No, I had noticed this man in a hotel. He had come from up country
I was told, and was doing nothing. I saw him sitting there lonely
in a corner like a sick crow, and I went over one evening to talk
to him. Just on impulse. He wasn't impressive. He was pitiful.
My worst enemy could have told you he wasn't good enough to be one
of Renouard's victims. It didn't take me long to judge that he was
drugging himself. Not drinking. Drugs."

"Ah! It's now that you are trying to murder him," she cried.
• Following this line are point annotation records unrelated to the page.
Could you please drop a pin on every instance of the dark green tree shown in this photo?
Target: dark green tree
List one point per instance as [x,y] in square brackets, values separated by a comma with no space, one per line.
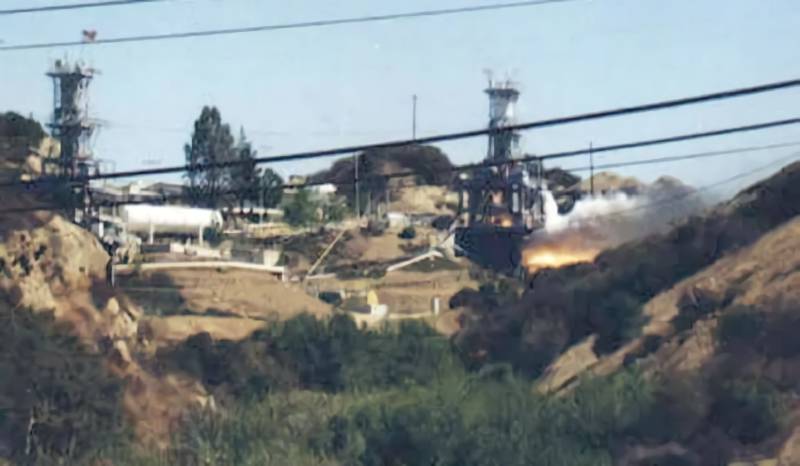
[244,179]
[212,143]
[301,210]
[271,188]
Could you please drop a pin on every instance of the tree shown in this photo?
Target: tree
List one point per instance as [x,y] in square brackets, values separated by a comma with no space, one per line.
[212,143]
[271,188]
[301,210]
[244,178]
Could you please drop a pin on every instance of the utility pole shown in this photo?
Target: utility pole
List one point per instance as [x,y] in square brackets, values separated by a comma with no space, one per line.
[591,169]
[355,179]
[414,117]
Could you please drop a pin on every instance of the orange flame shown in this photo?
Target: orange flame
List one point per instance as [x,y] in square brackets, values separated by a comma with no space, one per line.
[554,256]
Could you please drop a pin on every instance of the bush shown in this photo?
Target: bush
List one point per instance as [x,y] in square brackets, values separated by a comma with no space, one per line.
[213,236]
[749,411]
[301,211]
[58,402]
[331,355]
[740,328]
[780,335]
[408,233]
[617,319]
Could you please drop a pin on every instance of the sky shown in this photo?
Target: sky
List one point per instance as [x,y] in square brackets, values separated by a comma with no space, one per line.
[318,88]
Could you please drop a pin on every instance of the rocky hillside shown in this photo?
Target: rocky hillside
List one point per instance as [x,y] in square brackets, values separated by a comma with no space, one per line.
[55,271]
[709,310]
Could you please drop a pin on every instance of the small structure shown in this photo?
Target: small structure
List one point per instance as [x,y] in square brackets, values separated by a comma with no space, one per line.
[174,220]
[397,220]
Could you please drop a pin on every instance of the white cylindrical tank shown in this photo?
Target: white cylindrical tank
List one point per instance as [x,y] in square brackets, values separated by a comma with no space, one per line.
[168,219]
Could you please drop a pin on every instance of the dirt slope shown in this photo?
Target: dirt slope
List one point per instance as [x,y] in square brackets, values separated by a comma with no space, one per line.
[232,292]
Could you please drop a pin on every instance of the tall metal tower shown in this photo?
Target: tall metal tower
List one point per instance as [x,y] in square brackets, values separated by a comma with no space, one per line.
[503,96]
[71,124]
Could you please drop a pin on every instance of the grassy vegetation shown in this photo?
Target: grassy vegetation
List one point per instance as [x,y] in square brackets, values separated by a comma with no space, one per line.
[465,420]
[325,392]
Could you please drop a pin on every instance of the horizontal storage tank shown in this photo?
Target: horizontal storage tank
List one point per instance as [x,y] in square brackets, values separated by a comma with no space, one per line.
[168,219]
"Really. Always the Renouard of shopkeepers' legend. Listen! I
would never have been jealous of him. And yet I am jealous of the
air you breathe, of the soil you tread on, of the world that sees
you--moving free--not mine. But never mind. I rather liked him.
For a certain reason I proposed he should come to be my assistant
here. He said he believed this would save him. It did not save
him from death. It came to him as it were from nothing--just a
fall. A mere slip and tumble of ten feet into a ravine. But it
seems he had been hurt before up-country--by a horse. He ailed and
ailed. No, he was not a steel-tipped man. And his poor soul
seemed to have been damaged too. It gave way very soon."

"This is tragic!" Felicia Moorsom whispered with feeling.